The Limited Liability Partnership Bill, 2008 seeks to give companies the best of a partnership and corporation set up. Incorporated under the Indian Companies Act 1956, a partner of an LLP firm is not liable for another partner's misconduct or negligence – each partner’s liability is limited to their agreed contribution in the LLP. Further the partners have the right to manage the business directly, allowing businesses where all investors wish to take an active role in management to flourish. An LLP is seen to be best suited for the services industry and for small scale industries which do require flexibility in legal set up procedures.

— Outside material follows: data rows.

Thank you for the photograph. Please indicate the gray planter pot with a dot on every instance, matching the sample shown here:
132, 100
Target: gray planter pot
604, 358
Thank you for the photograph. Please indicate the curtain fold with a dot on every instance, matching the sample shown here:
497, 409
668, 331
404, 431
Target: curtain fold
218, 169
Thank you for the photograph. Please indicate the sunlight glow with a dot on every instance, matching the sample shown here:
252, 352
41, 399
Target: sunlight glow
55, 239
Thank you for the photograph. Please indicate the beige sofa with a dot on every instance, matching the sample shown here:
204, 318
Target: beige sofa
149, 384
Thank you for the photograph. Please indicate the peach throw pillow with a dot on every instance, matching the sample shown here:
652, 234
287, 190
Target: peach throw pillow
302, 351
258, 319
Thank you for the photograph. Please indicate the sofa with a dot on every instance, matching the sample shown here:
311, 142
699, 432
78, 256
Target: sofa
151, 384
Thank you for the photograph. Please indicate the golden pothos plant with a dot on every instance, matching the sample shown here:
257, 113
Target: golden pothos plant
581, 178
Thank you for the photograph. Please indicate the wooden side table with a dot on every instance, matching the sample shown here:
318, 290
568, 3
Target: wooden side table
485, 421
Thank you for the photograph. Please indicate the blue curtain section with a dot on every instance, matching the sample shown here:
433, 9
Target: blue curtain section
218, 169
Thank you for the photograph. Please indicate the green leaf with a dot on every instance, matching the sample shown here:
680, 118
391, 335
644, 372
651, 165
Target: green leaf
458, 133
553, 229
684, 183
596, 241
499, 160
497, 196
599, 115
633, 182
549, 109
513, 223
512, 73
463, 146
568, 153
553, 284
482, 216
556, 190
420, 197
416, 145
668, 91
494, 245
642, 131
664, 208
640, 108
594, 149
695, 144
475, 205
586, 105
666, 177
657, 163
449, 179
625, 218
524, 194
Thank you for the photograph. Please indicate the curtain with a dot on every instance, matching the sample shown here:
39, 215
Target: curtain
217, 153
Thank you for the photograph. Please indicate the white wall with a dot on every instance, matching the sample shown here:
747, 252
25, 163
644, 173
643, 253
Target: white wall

The salient features of the LLP Act, 2008 are as under:-

1. The LLP has an alternative corporate business vehicle that would give the benefits of limited liability but allows its members the flexibility of organizing their internal structure as a partnership based on an agreement.

2. The LLP Act allows the benefit of LLP structure to certain classes of professionals only and would be available for use by any enterprise which fulfills the requirements of the Act.

3. While the LLP has a separate legal entity, liable to the full extent of its assets, the liability of the partners would be limited to their agreed contribution in the LLP. Further, no partner would be liable on account of the independent or un-authorized actions of other partners, thus allowing individual partners to be shielded from joint liability created by another partner’s wrongful business decisions or misconduct.

4. LLP shall be a body corporate and a legal entity separate from its partners. It will have perpetual succession. Indian Partnership Act, 1932 shall not be applicable to LLPs and there shall not be any upper limit on number of partners in an LLP unlike an ordinary partnership firm where the maximum number of partners can not exceed 20.

5. The taxation of LLPs shall be addressed in the Income Tax Act, 1961 which regulates taxation of all form of entities.

6. Provisions have been made for corporate actions like mergers, amalgamations etc.

7. While enabling provisions in respect of winding up and dissolutions of LLPs have been made, detailed provisions in this regard would be provided by way of rules under the Act.

8. The Act also provides for conversion of existing partnership firm, private limited company and unlisted public company into a LLP.

9. Nothing Contained in the Partnership Act 1932 shall effect an LLP.

10. The Registrar of Companies (Roc) shall register and control LLPs also.

11. The governance of LLPs shall be in electronic mode in the successful model of the present Ministry of Corporate Affairs Portal.